An umbrella review was conducted in accordance with the Preferred Reporting Items for Overviews of Reviews guideline. Seven databases (MEDLINE, EMBASE, Cochrane Database, CINAHL, Scopus, SPORTDiscus, and Web of Science) were searched until February 2024. Systematic reviews with meta-analyses comparing HIIT and active/non-active control conditions were included. Literature search, data extraction, and methodological quality assessment (AMSTAR-2) were conducted independently by two reviewers.
Twenty-four systematic reviews with meta-analyses, representing 429 primary studies and 12 967 unique participants, met the inclusion criteria. Most of the systematic reviews received moderate-to-critically low AMSTAR-2 scores. The data showed that HIIT, including the particularly intense variant "sprint interval training" (SIT), significantly increases CRF in adults compared to non-exercise control (standardized mean difference [SMD]: 0.28 to 4.31; weighted mean difference [WMD]: 3.25 to 5.5 mL/kg/min) and MICT (SMD: 0.18 to 0.99; WMD: 0.52 to 3.76 mL/kg/min).
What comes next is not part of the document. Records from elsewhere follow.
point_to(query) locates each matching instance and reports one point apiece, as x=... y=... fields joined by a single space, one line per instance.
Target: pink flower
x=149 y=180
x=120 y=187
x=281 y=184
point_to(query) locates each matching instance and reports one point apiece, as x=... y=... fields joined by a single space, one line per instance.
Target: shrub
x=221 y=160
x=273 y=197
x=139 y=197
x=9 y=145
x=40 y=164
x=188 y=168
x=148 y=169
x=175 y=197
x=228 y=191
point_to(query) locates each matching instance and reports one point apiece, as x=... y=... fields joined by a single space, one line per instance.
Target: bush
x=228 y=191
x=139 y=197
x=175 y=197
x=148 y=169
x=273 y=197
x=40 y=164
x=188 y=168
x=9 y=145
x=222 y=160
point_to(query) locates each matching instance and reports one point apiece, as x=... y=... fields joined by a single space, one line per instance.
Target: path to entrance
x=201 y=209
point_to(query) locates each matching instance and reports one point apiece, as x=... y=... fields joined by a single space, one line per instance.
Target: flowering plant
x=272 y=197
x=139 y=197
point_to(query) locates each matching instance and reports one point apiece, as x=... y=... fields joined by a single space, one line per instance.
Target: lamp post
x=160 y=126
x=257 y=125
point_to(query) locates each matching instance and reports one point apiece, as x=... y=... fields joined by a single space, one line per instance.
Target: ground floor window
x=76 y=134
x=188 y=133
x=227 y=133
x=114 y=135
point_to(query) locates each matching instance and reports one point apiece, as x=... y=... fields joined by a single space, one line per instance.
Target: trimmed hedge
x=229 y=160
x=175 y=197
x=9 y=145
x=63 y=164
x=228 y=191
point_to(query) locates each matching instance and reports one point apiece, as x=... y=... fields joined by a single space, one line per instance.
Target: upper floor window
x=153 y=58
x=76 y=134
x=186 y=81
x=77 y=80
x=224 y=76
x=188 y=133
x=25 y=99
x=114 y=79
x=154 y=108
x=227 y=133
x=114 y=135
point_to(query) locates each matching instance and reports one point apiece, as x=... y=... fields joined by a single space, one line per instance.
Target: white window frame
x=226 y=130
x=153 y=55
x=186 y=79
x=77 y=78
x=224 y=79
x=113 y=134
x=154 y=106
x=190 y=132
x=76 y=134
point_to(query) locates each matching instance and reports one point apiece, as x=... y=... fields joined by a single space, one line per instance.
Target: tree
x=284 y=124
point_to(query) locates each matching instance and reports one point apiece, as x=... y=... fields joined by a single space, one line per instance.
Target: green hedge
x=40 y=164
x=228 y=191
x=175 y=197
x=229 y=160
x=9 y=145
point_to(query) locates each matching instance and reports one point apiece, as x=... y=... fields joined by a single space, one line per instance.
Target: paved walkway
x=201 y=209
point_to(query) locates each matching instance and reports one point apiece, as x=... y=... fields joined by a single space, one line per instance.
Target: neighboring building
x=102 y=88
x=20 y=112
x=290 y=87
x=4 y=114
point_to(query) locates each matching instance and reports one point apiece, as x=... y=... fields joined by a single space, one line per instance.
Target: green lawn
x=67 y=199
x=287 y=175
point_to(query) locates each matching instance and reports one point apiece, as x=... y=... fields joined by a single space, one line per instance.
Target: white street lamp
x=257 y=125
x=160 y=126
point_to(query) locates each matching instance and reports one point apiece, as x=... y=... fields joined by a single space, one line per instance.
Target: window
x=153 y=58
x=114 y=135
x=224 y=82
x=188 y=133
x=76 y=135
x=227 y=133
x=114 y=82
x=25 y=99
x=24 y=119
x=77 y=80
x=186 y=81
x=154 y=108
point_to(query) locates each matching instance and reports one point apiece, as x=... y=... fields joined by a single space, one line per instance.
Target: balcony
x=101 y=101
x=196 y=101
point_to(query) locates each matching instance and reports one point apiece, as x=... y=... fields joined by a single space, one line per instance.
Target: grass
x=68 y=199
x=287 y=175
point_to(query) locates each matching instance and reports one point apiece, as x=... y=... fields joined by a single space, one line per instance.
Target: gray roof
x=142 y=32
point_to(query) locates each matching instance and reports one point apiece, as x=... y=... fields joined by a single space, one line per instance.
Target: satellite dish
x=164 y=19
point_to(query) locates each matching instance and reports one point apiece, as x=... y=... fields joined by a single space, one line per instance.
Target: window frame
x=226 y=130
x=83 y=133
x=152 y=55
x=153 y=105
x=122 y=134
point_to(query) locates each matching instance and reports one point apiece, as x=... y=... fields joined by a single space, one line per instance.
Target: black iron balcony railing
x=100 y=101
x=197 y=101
This effect was consistently observed across specific groups of individuals (e.g., apparently healthy adults, individuals with overweight/obesity, older adults, and high-level athletes) and HIIT modalities (e.g., low-volume HIIT, whole-body HIIT, home-based HIIT, aquatic HIIT, and short SIT).
Existing evidence from systematic reviews consistently supports the effect of HIIT on enhancing CRF in adults when compared to non-exercise control and MICT. Our findings offer a comprehensive basis that may potentially contribute to informing physical activity guidelines aimed at improving CRF in the general population.
高强度间歇训练(HIIT)的特点是反复进行相对剧烈的运动,穿插恢复期。先前的研究已经评估了这种运动策略在各种人群亚组、方案和对照组中的效果,限制了研究结果的普遍性。我们进行了一项新的伞式综述,以对 HIIT 对成年人心肺功能(CRF)的影响的现有证据进行最新综合,与非运动对照和传统的连续运动形式(如中等强度连续训练(MICT))进行比较。
根据综述优先报告项目指南进行了伞式综述。检索了 7 个数据库(MEDLINE、EMBASE、Cochrane 数据库、CINAHL、Scopus、SPORTDiscus 和 Web of Science),检索截止日期为 2024 年 2 月。纳入了比较 HIIT 和主动/非主动对照条件的系统评价和荟萃分析。文献检索、数据提取和方法学质量评估(AMSTAR-2)由两名评审员独立进行。
24 项系统评价和荟萃分析,代表了 429 项原始研究和 12967 名独特参与者,符合纳入标准。大多数系统评价的 AMSTAR-2 评分从中等到极低。数据表明,与非运动对照(标准化均数差 [SMD]:0.28 至 4.31;加权均数差 [WMD]:3.25 至 5.5mL/kg/min)和 MICT(SMD:0.18 至 0.99;WMD:0.52 至 3.76mL/kg/min)相比,HIIT,包括特别剧烈的“冲刺间歇训练”(SIT)变体,可显著提高成年人的 CRF。这种效果在特定的个体群体(例如,健康成年人、超重/肥胖成年人、老年人和高水平运动员)和 HIIT 模式(例如,低容量 HIIT、全身 HIIT、家庭 HIIT、水上 HIIT 和短 SIT)中都得到了一致观察。
系统评价的现有证据一致支持 HIIT 对成年人 CRF 的影响,与非运动对照和 MICT 相比。我们的研究结果提供了一个全面的基础,可能有助于为旨在提高普通人群 CRF 的体育活动指南提供信息。